The Klinse-Za herd has grown from 36 to 67 members, but capturing the females is a dramatic intervention, taken as an “emergency measure” to rebuild the herd.
The caribou are tracked by helicopters then net guns immobilize the cows. The animals are blindfolded and sedated, then moved on trailers to the maternity pen.
“We take a lot of samples to assess
their health and then reverse the drug,” said McNay. “It’s a big operation, with four helicopters and about 25 people involved, but it’s showing all signs of being a successful program.”
The penning program is being pursued by the Moberly and Saulteau simultaneously with wolf population control and habitat restoration.
“You have to do everything at
once; you can’t just do one thing and expect it to work,” he said. “The range of these animals is 60 to 70 per cent disturbed (by humans), but the First Nations’ goal is to conserve enough of that range that they will be self-sustaining.”

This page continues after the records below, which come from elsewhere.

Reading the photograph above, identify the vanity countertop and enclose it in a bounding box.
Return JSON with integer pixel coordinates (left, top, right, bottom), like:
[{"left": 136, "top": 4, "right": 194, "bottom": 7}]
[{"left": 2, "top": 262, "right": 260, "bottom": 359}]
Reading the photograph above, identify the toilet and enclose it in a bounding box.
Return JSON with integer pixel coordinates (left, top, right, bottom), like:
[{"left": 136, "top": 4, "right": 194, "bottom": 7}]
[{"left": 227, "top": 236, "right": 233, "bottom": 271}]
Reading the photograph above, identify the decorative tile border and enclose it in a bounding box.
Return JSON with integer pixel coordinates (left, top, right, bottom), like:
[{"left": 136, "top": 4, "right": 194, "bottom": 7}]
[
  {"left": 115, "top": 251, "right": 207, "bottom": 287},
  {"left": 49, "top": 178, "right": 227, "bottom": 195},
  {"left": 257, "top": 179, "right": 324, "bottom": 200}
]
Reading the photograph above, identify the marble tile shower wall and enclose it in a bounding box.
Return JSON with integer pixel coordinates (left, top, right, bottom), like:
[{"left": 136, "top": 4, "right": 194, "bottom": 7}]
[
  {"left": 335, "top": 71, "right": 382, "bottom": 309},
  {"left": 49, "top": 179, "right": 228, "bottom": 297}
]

Pressure on caribou is “human-assisted,” as paths, motorized sport trails, and roads for logging and oil and gas exploration reach further
into their habitat.
The Moberly made an internal decision decades ago to stop hunting the caribou when elders noticed numbers starting to decline with industrial development in the area, said Chief Roland Wilson.
“The logging, gas and mining companies are happy to make their billions while they are here, but not so ready to fix the problems they
leave behind.”
The recovery program in Revelstoke has also taken a multipronged approach, protecting oldgrowth forest from logging, restricting snowmobile access and reducing moose population to historic normal levels, which has the effect of shrinking the local wolf population.